この会話の流れ、よく考えて?おかしくない??
めちゃくちゃに、はちゃめちゃに、おかしい。

【題】佐藤健がすきか
【答】とてもすきだ(ガチで)
【問】一緒にお風呂に入れるか


対象者が変わると「いやいや、そういうことじゃなくて!」と、おかしいことを聞いているのが明らかに分かるのに、なぜ相手が父親になると途端におかしくない感じになってしまうのだろう。

仮に私が「お風呂?全然一緒に入れるよ!何なら今も一緒に入ってるよ⭐︎⭐︎テヘッ」と返答した場合、彼らはどう反応してくれるのだろうか。

おそらくこの話のポイントは大前提として
「いい年齢の娘が、自分の父親をすきだということがちょっと気持ち悪い(or 変だ、おかしい)」
という価値観こそが世間のノーマルである、という意識が根底にあるからだと思う。

洗濯物を一緒にしないでくれ、会話をしたくない、ウザい、臭い、気持ち悪い……

よく話題になりがちなこういったネガティブな反応の方が普通だと捉えている方々の多くが、この「お風呂問題」を定義してくる傾向にある。

もちろんそういう娘さんも実際にいると思うし、私の周りにも男親とあまり口を聞いていないという友達も多い。
そんな可哀想なこと言ったらお父さんが悲しむよ!と言うつもりも更々ない。
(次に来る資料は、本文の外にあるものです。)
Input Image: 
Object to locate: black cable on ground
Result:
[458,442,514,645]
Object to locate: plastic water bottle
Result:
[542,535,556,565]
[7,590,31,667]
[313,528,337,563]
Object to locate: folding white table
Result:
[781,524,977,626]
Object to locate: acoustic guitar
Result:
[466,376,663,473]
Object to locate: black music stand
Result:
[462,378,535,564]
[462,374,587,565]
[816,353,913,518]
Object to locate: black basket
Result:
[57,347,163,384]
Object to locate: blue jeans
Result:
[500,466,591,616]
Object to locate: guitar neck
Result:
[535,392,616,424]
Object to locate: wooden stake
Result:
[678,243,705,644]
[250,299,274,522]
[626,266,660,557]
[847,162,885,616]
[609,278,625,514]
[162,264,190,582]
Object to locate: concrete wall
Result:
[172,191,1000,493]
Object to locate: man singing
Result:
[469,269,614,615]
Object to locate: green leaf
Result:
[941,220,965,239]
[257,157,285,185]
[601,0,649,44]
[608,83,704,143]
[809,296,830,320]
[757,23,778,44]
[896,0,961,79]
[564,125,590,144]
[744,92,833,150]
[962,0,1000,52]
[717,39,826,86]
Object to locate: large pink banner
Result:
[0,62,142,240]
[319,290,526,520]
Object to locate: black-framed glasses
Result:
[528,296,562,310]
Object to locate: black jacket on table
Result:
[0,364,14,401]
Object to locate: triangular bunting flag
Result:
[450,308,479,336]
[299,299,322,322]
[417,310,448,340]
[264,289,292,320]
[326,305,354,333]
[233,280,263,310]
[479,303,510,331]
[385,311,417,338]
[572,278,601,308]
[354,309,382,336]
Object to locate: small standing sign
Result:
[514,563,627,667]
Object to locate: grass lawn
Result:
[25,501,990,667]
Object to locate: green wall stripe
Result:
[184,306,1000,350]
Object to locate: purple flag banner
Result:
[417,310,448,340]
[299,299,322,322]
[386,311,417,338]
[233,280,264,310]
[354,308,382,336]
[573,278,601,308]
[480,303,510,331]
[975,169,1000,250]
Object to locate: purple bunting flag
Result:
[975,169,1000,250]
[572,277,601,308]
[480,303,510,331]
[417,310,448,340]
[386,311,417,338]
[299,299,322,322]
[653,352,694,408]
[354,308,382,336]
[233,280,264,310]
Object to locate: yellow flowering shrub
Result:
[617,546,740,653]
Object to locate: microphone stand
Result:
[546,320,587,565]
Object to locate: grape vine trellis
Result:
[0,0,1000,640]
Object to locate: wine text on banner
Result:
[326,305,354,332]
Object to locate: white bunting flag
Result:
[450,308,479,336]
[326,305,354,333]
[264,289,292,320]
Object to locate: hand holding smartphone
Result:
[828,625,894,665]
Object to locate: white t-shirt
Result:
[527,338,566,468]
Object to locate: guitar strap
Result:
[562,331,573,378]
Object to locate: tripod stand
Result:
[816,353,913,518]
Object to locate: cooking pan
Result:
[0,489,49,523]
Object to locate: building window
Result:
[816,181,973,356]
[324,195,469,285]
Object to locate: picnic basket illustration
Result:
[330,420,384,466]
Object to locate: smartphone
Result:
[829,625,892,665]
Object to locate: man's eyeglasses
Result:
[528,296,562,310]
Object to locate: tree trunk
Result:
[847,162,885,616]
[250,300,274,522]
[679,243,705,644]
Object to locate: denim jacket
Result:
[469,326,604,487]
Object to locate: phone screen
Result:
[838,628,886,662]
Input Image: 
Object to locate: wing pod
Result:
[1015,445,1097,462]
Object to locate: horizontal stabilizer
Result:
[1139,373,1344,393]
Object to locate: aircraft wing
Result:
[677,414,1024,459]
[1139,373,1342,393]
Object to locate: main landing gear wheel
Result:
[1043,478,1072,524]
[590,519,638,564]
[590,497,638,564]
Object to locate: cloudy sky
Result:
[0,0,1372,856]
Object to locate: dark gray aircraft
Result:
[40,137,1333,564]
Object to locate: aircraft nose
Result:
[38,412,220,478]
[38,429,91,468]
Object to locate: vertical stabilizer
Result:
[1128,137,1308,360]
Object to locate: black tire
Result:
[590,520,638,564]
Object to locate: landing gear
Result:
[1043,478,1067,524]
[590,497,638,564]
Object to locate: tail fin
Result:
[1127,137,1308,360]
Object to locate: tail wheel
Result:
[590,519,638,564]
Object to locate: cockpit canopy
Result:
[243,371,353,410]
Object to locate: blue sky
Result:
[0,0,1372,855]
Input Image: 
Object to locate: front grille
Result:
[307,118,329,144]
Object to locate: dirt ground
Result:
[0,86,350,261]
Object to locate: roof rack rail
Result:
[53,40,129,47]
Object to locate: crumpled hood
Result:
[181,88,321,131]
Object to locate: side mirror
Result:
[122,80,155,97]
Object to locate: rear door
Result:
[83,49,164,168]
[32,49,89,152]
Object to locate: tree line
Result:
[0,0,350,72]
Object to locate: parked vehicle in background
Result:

人によって、感じ方の違いがあるのは当たり前だと思う。

つまりな、お父さんのことどう思おうが、
それは人それぞれやねん!!



お風呂問題を定義される度に、私の中のアンミカさんがずっとこうして怒っている。

すきな気持ちを測る基準で「一緒にお風呂に入れるか」って何やのそれ!
一体いつ誰が決めたんやそれ!

と、いつもいつもいつも心の中で怒りながらも、私もいちいちイラッとした顔を見せることなく(出ていなければ)、その都度笑って交わしながら答えてきた。

「いや〜さすがにお風呂には別々で入ります〜〜うちのお風呂狭いんで〜〜ハハッ(圧)」

(ちなみに、この後輪をかけて
「え、じゃぁさじゃぁさ、お風呂が広い場合はどうなるん??」と聞いてくるような人は、もう人生で関わっても得られるものがないと思うので潔く論外とする。)


・・・



なぜ、こちらがいつも少し傷つかなくてはいけないんだろう。いけないことを言っているような反応をされるのはどうしてなんだろう。

別に私は「子どもは親をすきであるべきだ」ということを押し付けたい訳でもなく
「娘がいつまでも父親をすきでいる理由50」を執筆したい訳でもなく
シンプルに純粋に「すきなひと」の話がしたいだけなのだ。

たとえば、佐藤健がすきなように、長澤まさみがすきなように、椎名林檎と東京事変と宇多田ヒカルがすきなように。(全部ガチ)

ただ、それだけのことなのだ。


ちなみに我が家は両親の離婚に伴い、私が13歳の時から父子家庭である。
これを言うと「あー、だからお父さんがすきなのか!」と解釈されることも多いが、別にそういう理由でもない。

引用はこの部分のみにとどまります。